[<prev] [next>] [<thread-prev] [day] [month] [year] [list]
Message-ID: <givxfwonfer5kgowuxuz4bezxkhri4ottnmlmh3duhan3viznb@ic5sscp2twit>
Date: Fri, 17 Jan 2025 10:19:44 -0300
From: Wander Lairson Costa <wander@...hat.com>
To: Sebastian Andrzej Siewior <bigeasy@...utronix.de>
Cc: Tony Nguyen <anthony.l.nguyen@...el.com>,
Przemek Kitszel <przemyslaw.kitszel@...el.com>, Andrew Lunn <andrew+netdev@...n.ch>,
"David S. Miller" <davem@...emloft.net>, Eric Dumazet <edumazet@...gle.com>,
Jakub Kicinski <kuba@...nel.org>, Paolo Abeni <pabeni@...hat.com>,
Clark Williams <clrkwllms@...nel.org>, Steven Rostedt <rostedt@...dmis.org>,
Jeff Garzik <jgarzik@...hat.com>, Auke Kok <auke-jan.h.kok@...el.com>,
"moderated list:INTEL ETHERNET DRIVERS" <intel-wired-lan@...ts.osuosl.org>, "open list:NETWORKING DRIVERS" <netdev@...r.kernel.org>,
open list <linux-kernel@...r.kernel.org>,
"open list:Real-time Linux (PREEMPT_RT):Keyword:PREEMPT_RT" <linux-rt-devel@...ts.linux.dev>
Subject: Re: [PATCH iwl-net 0/4] igb: fix igb_msix_other() handling for
PREEMPT_RT
On Thu, Jan 09, 2025 at 06:45:12PM +0100, Sebastian Andrzej Siewior wrote:
> On 2025-01-09 13:46:47 [-0300], Wander Lairson Costa wrote:
> > > If the issue is indeed the use of threaded interrupts then the fix
> > > should not be limited to be PREEMPT_RT only.
> > >
> > Although I was not aware of this scenario, the patch should work for it as well,
> > as I am forcing it to run in interrupt context. I will test it to confirm.

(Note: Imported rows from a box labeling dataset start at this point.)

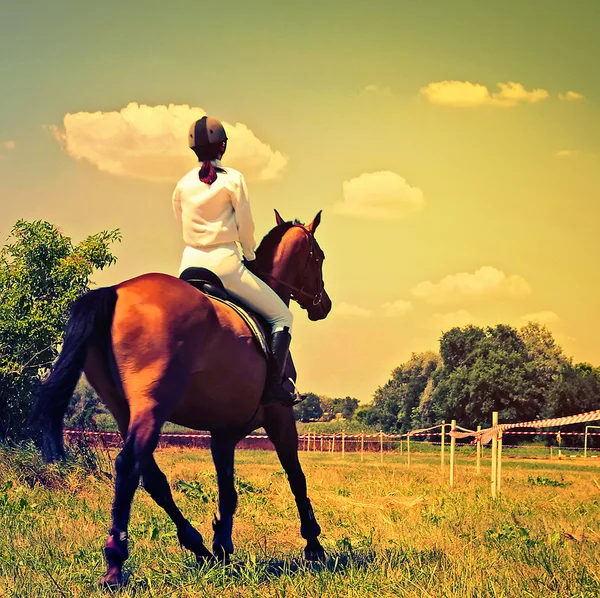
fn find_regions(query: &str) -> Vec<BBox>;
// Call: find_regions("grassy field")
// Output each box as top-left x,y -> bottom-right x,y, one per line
0,448 -> 600,598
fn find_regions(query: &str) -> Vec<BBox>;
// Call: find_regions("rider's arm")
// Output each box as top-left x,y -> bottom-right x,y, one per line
173,186 -> 182,226
233,174 -> 256,261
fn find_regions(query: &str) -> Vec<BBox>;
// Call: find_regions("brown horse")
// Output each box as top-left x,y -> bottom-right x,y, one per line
35,212 -> 331,587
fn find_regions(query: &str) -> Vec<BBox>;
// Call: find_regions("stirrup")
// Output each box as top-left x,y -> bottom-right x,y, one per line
286,378 -> 306,407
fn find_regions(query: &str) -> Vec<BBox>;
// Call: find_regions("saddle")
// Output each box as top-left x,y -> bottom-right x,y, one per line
179,268 -> 271,360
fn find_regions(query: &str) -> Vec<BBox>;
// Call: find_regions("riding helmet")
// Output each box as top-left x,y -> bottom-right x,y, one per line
188,116 -> 227,148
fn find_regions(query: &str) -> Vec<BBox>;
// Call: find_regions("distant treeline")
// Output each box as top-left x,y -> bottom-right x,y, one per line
0,220 -> 600,440
355,322 -> 600,432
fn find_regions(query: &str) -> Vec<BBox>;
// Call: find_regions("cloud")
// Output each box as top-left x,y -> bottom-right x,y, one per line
519,310 -> 560,324
420,81 -> 550,108
48,102 -> 287,182
411,266 -> 531,305
427,309 -> 477,331
331,303 -> 373,318
558,91 -> 584,102
554,150 -> 596,159
333,171 -> 425,220
382,299 -> 413,318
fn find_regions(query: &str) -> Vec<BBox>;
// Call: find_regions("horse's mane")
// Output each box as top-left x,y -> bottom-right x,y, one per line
256,220 -> 304,252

I tested with the stock kernel with threadirqs and the problem does show up.
Applying the patches the issue is gone.
>
> If I remember correctly there were "ifdef preempt_rt" things in it.

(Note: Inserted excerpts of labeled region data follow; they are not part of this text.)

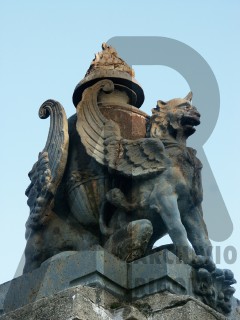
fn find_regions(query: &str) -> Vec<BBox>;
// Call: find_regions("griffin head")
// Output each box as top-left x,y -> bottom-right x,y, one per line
150,92 -> 200,138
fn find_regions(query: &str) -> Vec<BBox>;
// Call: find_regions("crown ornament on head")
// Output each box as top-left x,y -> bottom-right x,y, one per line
73,43 -> 144,108
85,42 -> 135,77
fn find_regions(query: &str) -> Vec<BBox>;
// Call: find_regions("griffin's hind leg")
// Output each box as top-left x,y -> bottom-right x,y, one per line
104,219 -> 153,262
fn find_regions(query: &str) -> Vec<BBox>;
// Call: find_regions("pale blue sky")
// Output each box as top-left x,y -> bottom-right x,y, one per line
0,0 -> 240,296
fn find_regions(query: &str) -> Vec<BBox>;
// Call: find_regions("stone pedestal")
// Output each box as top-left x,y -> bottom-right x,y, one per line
0,286 -> 240,320
0,247 -> 240,320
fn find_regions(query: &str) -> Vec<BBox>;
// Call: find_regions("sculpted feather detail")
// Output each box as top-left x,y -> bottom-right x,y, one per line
26,100 -> 69,236
77,80 -> 169,178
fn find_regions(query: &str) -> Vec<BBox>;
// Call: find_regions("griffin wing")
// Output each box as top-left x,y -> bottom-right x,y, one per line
25,100 -> 69,237
77,80 -> 169,178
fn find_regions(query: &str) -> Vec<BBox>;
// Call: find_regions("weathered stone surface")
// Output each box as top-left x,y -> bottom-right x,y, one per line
0,286 -> 240,320
0,250 -> 238,319
18,44 -> 236,319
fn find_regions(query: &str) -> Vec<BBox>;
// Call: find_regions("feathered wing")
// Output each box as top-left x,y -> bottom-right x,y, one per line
77,80 -> 168,178
26,100 -> 69,236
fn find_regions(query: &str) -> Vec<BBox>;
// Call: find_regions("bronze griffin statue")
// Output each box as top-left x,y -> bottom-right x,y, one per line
24,44 -> 215,272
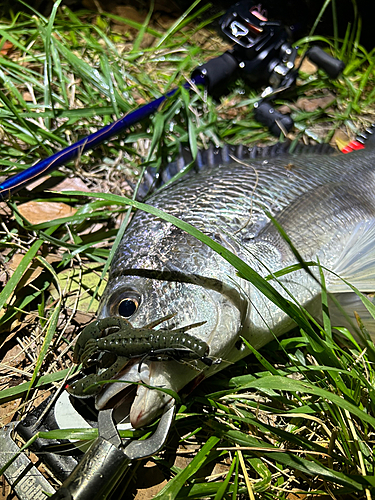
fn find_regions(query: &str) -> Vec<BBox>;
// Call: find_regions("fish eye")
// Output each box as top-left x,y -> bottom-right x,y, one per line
108,288 -> 142,319
117,297 -> 139,318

That exists only to handle the case in which part in which the ISR needs to
partially run in thread context (because the piece of code calling kmalloc),
so I need an sleeping lock for that. For non-PREEMPT_RT, we don't have this
constrain.
>
> > > > > - What causes the failure? I see you reworked into two parts to behave
> > > > > similar to what happens without threaded interrupts. There is still no
> > > > > explanation for it. Is there a timing limit or was there another
> > > > > register operation which removed the mailbox message?
> > > > >
> > > >
> > > > I explained the root cause of the issue in the last commit. Maybe I should
> > > > have added the explanation to the cover letter as well. Anyway, here is a
> > > > partial verbatim copy of it:
> > > >
> > > > "During testing of SR-IOV, Red Hat QE encountered an issue where the
> > > > ip link up command intermittently fails for the igbvf interfaces when
> > > > using the PREEMPT_RT variant. Investigation revealed that
> > > > e1000_write_posted_mbx returns an error due to the lack of an ACK
> > > > from e1000_poll_for_ack.
> > >
> > > That ACK would have come if it would poll longer?
No, the poll happens while preemption is disabled.
> > >
> > No, the service wouldn't be serviced while polling.
s/service/interrupt/. Since we can't sleep at this context, there is
no way to wait for an event.
>
> Hmm.
>
> > > > The underlying issue arises from the fact that IRQs are threaded by
> > > > default under PREEMPT_RT. While the exact hardware details are not
> > > > available, it appears that the IRQ handled by igb_msix_other must
> > > > be processed before e1000_poll_for_ack times out. However,
> > > > e1000_write_posted_mbx is called with preemption disabled, leading
> > > > to a scenario where the IRQ is serviced only after the failure of
> > > > e1000_write_posted_mbx."
> > >
> > > Where is this disabled preemption coming from? This should be one of the
> > > ops.write_posted() calls, right? I've been looking around and don't see
> > > anything obvious.
> >
> > I don't remember if I found the answer by looking at the code or by
> > looking at the ftrace flags.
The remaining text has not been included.